Three top-quality wealth creators at bargain prices


A professional investor tells us where he’d put his money. This week: Peter Rutter of Royal London Asset Management picks three well-managed sector leaders.

When people buy equities they are purchasing a part of a company – literally a “share” of its future dividends and earnings prospects. The share price is a snapshot of the market’s view of the value of those dividends and prospects.
This reality underpins our approach to investing. Firstly, we identify companies where management is either creating wealth for shareholders through innovation, sustaining a strong market position, or laying the foundations for a brighter future if recent performance has not been very impressive. Secondly, we focus on valuation to gauge whether upside potential outweighs downside risk.
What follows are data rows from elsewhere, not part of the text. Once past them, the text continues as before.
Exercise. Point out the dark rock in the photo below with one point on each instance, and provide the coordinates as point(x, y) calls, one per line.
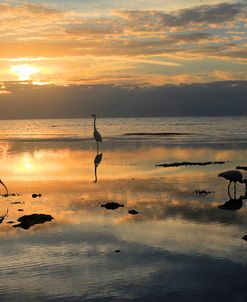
point(204, 192)
point(112, 205)
point(187, 163)
point(27, 221)
point(232, 204)
point(244, 237)
point(36, 195)
point(133, 212)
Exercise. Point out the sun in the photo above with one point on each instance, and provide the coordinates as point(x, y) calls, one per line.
point(24, 71)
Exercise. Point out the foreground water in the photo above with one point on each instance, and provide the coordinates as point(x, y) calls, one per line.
point(180, 246)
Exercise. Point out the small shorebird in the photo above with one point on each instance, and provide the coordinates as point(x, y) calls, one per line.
point(234, 176)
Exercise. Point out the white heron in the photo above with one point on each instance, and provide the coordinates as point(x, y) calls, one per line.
point(96, 133)
point(7, 192)
point(234, 176)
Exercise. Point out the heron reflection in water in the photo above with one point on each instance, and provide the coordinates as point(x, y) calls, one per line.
point(97, 161)
point(96, 133)
point(6, 189)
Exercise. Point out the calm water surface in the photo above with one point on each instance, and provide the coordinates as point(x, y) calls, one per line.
point(180, 246)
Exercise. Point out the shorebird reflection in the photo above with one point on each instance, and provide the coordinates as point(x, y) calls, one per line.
point(97, 161)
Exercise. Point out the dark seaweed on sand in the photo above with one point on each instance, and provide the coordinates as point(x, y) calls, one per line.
point(187, 163)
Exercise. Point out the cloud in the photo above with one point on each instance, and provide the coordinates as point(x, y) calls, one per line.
point(209, 15)
point(49, 101)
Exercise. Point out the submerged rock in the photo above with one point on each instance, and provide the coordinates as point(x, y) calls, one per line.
point(232, 204)
point(36, 195)
point(204, 192)
point(133, 212)
point(112, 205)
point(244, 237)
point(27, 221)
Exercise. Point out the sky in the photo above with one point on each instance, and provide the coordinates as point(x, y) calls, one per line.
point(122, 47)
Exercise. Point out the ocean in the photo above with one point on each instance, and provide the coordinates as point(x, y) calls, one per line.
point(185, 243)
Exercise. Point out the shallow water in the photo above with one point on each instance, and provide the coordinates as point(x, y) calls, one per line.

We believe that investing in businesses that are willing and able to create wealth for shareholders, and being able to buy that potential wealth creation at a discount, are the two crucial drivers of healthy long-term returns.
Three examples of such companies are aerospace company Safran, trucking firm Old Dominion Freight Line, and energy business Suncor Energy. They are managed effectively, with a strong emphasis on shareholders’ interests, and are better at creating wealth than the other key players in their industries.
Half of a duopoly
Safran (Paris: SAF) is the dominant player in commercial short-haul jet engines through its joint venture with General Electric. Air travel has consistently grown at about twice the rate of GDP for the last four decades. Whenever you fly short haul, there is a 50:50 chance that your plane will be powered by Safran engines.
The company effectively operates in a duopoly in a high-growth industry, with regulatory, safety, technology and cost hurdles for new entrants presenting huge barriers to entry. Throw in a proven management team, and Safran is in an exceptional position. Investors can currently buy in at a reasonable valuation.
No.1 for profitability
US-based trucking company Old Dominion Freight Line (Nasdaq: ODFL) has a national network. Investments in technology and service, alongside an excellent management team, make this the most profitable company in its industry. The firm is using these profits to grow the business organically, thereby compounding profit growth for shareholders. Members of the senior management team are also major shareholders, so the firm’s long-term growth is their key consideration.
We think the firm’s potential is not reflected in its share price.
The upper hand in the oil sector
Suncor Energy (Toronto: SU) is the largest player in Canadian oil sands, extracting crude oil from certain types of sand and rock. Its existing oil-sands facilities should produce oil for decades, unlike many traditional oil reserves, which often have short operating lives.
This gives Suncor a competitive advantage over rivals, who are forced to keep replacing reserves. Management has an excellent record of careful investment and has avoided getting caught up in the industry’s boom-and-bust cycles. The valuation at Suncor also implies a very low oil price for many years, limiting downside if the oil price remains low and providing significant upside if we see a more sustained recovery in oil.